The CENIEH researcher Emiliano Bruner publishes a review paper about the brain of 'Homo habilis'

The Homo habilis fossil record has not grown in the last thirty years and there remain many doubts whether this is a valid species, as well as about the origins of the genus Homo.

Emiliano Bruner, a paleoneurologist at the Centro Nacional de Investigación sobre la Evolución Humana (CENIEH), has just published a historical review article about paleoneurology and the brain of Homo habilis, in collaboration with Amélie Beaudet of the University of Cambridge (United Kingdom), in a special issue of the Journal of Human Evolution dedicated to its 50th anniversary.

Starting from a 1987 paper by the “father of Homo habilis”, the paleoanthropologist Phillip Tobias, the new paper reviews the advances in paleoanthropology over the last three decades, both methodologically and conceptually. The fossil record of H. habilis has not grown much in this time, and there remain many doubts whether this is a valid species, as well as about the origins of our own genus Homo.

On the one hand, many traits that have been important in paleoneurology, such as brain size, the morphology of the frontal lobes and cerebral asymmetries, while these remain relevant today in neurobiology, have not furnished interesting information for interpreting brain evolution in hominins.

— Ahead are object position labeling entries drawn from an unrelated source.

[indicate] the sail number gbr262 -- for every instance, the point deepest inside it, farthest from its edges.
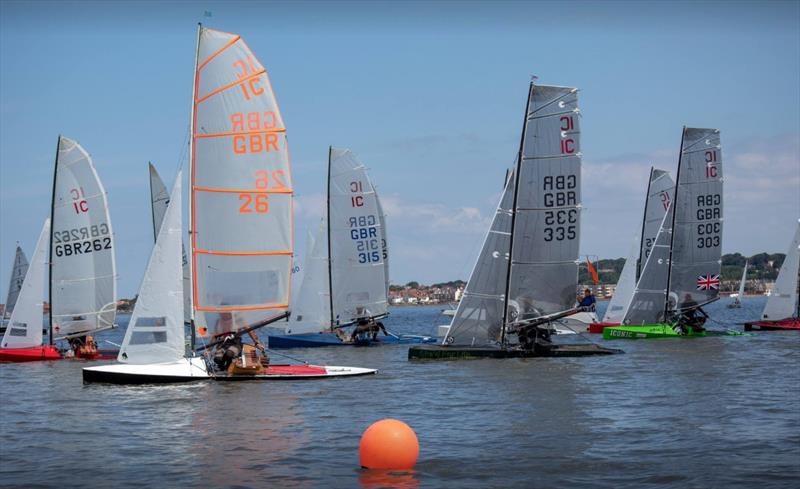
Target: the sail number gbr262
(82, 241)
(558, 192)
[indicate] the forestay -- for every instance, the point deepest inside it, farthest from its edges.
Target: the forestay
(647, 305)
(697, 224)
(241, 196)
(24, 329)
(660, 191)
(546, 230)
(155, 331)
(479, 317)
(311, 310)
(358, 272)
(626, 285)
(159, 199)
(782, 303)
(83, 269)
(18, 271)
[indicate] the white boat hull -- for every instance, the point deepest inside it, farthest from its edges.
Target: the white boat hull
(183, 370)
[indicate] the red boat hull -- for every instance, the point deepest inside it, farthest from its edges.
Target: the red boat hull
(32, 354)
(599, 327)
(788, 324)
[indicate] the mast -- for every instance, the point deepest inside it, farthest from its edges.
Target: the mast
(672, 226)
(190, 177)
(517, 169)
(644, 221)
(50, 251)
(330, 260)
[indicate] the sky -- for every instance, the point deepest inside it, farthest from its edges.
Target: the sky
(430, 95)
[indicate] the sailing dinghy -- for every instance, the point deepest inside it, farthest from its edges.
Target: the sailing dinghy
(527, 272)
(354, 265)
(682, 271)
(737, 300)
(22, 340)
(782, 311)
(240, 213)
(660, 189)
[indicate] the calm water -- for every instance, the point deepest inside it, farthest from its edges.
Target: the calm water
(710, 412)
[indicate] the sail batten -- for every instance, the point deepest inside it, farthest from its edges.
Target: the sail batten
(83, 267)
(242, 241)
(18, 271)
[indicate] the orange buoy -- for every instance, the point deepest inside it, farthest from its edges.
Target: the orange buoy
(388, 444)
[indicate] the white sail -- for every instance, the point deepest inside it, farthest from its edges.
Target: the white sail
(696, 251)
(155, 331)
(159, 199)
(479, 317)
(358, 272)
(782, 303)
(660, 192)
(18, 271)
(648, 303)
(311, 310)
(546, 228)
(82, 267)
(742, 283)
(626, 284)
(24, 329)
(241, 191)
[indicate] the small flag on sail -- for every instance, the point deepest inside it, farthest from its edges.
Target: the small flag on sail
(592, 271)
(708, 282)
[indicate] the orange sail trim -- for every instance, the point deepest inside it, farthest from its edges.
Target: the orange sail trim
(240, 133)
(243, 191)
(243, 253)
(230, 85)
(219, 51)
(248, 308)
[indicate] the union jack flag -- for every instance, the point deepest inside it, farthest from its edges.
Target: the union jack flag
(708, 282)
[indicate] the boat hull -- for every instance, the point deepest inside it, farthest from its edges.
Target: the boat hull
(314, 340)
(299, 372)
(597, 328)
(32, 354)
(438, 352)
(790, 324)
(184, 370)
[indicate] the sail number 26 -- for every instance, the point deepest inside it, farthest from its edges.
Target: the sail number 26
(258, 202)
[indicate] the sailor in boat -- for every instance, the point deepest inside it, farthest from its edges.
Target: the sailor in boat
(692, 317)
(588, 302)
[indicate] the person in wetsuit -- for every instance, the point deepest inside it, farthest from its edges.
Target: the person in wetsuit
(692, 316)
(588, 303)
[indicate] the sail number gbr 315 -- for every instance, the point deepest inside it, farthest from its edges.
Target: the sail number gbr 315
(558, 192)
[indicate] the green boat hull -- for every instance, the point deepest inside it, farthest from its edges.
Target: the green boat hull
(660, 330)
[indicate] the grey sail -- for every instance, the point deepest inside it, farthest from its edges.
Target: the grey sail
(18, 271)
(546, 230)
(695, 262)
(357, 270)
(660, 191)
(159, 198)
(647, 305)
(479, 317)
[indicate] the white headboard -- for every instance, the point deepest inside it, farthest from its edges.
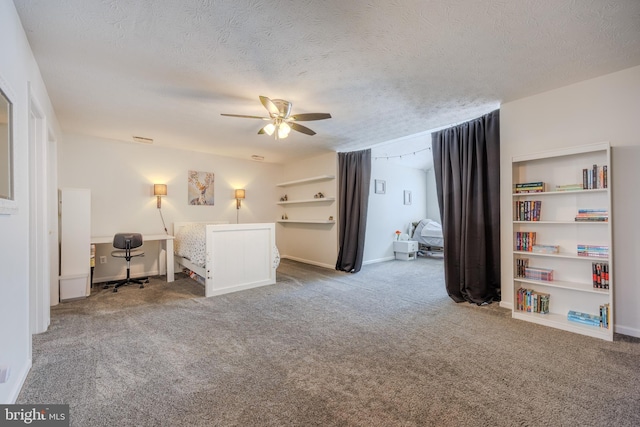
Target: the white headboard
(178, 225)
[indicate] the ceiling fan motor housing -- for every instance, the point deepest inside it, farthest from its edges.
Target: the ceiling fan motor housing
(283, 106)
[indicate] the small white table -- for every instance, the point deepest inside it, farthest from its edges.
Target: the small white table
(405, 250)
(166, 242)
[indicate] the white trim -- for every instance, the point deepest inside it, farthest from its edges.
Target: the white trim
(10, 206)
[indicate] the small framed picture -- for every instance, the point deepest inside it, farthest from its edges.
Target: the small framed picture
(407, 197)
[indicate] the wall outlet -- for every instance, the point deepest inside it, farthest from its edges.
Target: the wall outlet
(4, 373)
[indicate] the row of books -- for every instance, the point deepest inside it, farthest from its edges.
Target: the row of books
(602, 319)
(527, 210)
(532, 301)
(600, 275)
(521, 264)
(592, 215)
(597, 251)
(595, 177)
(525, 240)
(536, 273)
(529, 187)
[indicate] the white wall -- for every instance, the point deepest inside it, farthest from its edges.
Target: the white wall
(121, 175)
(315, 244)
(606, 108)
(387, 212)
(19, 69)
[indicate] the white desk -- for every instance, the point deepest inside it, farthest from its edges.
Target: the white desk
(166, 243)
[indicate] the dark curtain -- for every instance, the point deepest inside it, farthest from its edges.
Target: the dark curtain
(467, 171)
(354, 176)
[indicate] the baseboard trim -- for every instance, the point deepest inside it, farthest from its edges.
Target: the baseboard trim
(505, 304)
(123, 276)
(16, 386)
(306, 261)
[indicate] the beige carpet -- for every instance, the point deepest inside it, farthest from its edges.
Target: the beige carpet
(384, 347)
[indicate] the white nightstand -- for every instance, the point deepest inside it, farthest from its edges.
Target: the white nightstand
(405, 250)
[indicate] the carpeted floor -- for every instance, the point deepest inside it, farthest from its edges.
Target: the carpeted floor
(383, 347)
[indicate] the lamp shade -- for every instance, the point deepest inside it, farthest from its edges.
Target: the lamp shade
(159, 189)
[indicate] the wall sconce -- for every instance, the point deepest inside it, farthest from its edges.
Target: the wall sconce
(239, 195)
(159, 190)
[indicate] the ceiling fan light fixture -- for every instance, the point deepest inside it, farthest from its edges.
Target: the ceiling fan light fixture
(269, 129)
(283, 130)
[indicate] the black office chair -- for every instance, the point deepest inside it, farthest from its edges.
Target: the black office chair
(126, 244)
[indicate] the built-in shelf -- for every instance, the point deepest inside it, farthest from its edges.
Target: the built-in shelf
(560, 321)
(315, 200)
(563, 255)
(575, 289)
(557, 193)
(562, 285)
(307, 180)
(562, 222)
(307, 221)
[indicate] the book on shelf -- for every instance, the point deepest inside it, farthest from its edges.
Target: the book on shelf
(521, 264)
(527, 210)
(595, 177)
(592, 215)
(584, 318)
(600, 275)
(525, 240)
(596, 251)
(602, 319)
(530, 187)
(605, 316)
(532, 301)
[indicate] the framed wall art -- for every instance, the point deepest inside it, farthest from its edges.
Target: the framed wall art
(200, 188)
(407, 197)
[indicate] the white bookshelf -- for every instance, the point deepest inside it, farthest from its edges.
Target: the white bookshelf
(572, 287)
(303, 204)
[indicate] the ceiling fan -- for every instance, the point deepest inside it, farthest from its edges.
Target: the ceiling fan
(281, 120)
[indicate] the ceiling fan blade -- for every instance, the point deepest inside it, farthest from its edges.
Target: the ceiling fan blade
(301, 128)
(310, 116)
(246, 117)
(270, 106)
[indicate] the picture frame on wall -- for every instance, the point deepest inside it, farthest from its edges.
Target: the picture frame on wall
(200, 188)
(407, 197)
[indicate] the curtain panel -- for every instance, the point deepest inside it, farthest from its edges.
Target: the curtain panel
(354, 176)
(467, 171)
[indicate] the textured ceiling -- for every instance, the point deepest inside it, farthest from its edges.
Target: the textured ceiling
(384, 69)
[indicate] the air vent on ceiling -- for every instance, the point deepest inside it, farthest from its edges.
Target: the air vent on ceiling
(143, 139)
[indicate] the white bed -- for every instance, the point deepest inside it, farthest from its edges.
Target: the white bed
(428, 233)
(229, 257)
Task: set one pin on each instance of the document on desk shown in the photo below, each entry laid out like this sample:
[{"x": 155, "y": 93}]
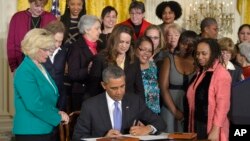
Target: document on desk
[
  {"x": 151, "y": 137},
  {"x": 143, "y": 138}
]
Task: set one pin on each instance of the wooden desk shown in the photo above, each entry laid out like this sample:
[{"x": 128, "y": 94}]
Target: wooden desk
[{"x": 161, "y": 137}]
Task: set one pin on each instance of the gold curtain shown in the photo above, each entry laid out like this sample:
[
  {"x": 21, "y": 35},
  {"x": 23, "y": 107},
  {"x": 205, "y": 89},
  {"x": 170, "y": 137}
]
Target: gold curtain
[
  {"x": 24, "y": 4},
  {"x": 243, "y": 7},
  {"x": 94, "y": 7}
]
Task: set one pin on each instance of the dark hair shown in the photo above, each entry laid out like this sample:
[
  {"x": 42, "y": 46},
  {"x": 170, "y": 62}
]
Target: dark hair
[
  {"x": 112, "y": 71},
  {"x": 114, "y": 41},
  {"x": 214, "y": 50},
  {"x": 55, "y": 26},
  {"x": 207, "y": 22},
  {"x": 142, "y": 39},
  {"x": 189, "y": 38},
  {"x": 173, "y": 5},
  {"x": 242, "y": 26},
  {"x": 137, "y": 5},
  {"x": 106, "y": 10},
  {"x": 39, "y": 2}
]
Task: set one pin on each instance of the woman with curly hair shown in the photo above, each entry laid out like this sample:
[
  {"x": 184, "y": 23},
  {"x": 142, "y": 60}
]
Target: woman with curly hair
[{"x": 168, "y": 12}]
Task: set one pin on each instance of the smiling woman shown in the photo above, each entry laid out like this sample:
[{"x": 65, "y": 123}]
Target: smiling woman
[
  {"x": 33, "y": 17},
  {"x": 35, "y": 91}
]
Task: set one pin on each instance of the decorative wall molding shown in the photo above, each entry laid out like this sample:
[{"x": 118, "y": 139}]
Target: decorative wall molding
[{"x": 7, "y": 9}]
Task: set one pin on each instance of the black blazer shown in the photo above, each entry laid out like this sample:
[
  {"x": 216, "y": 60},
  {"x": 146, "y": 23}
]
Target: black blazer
[
  {"x": 79, "y": 59},
  {"x": 56, "y": 71},
  {"x": 132, "y": 71},
  {"x": 94, "y": 119}
]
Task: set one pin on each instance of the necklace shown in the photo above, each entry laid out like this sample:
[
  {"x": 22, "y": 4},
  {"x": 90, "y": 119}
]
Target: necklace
[{"x": 35, "y": 22}]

On the other, many traits of the internal anatomy of the skull continue to be little known in our own species H. sapiens, which means that only limited conclusions can be drawn given also that the paleoanthropological record is scanty.

“Of course, what has improved over these thirty years are the technology and the methods of anatomical analysis, above all thanks to computerized tools, and so has our knowledge of the relationships between skull and brain at the level of growth and development”, says Bruner.

A discipline susceptible to speculation

One important point that must be considered is the considerable rise in public and media interest in science in general, and in paleoanthropology in particular. “But this interest is not always a good thing because it is contaminating the research with economic and market factors that might impair the objectivity of the discipline”, according to the CENIEH paleoneurologist.

In general, paleoanthropology is a field based on hypotheses that often cannot be settled, and it deals with topics that are striking and questions that have no direct effect on the common good. “These characteristics make paleoanthropology more susceptible to speculation and leave it exposed to both personal and institutional interests that could undermine the field's reputation”, concludes Bruner.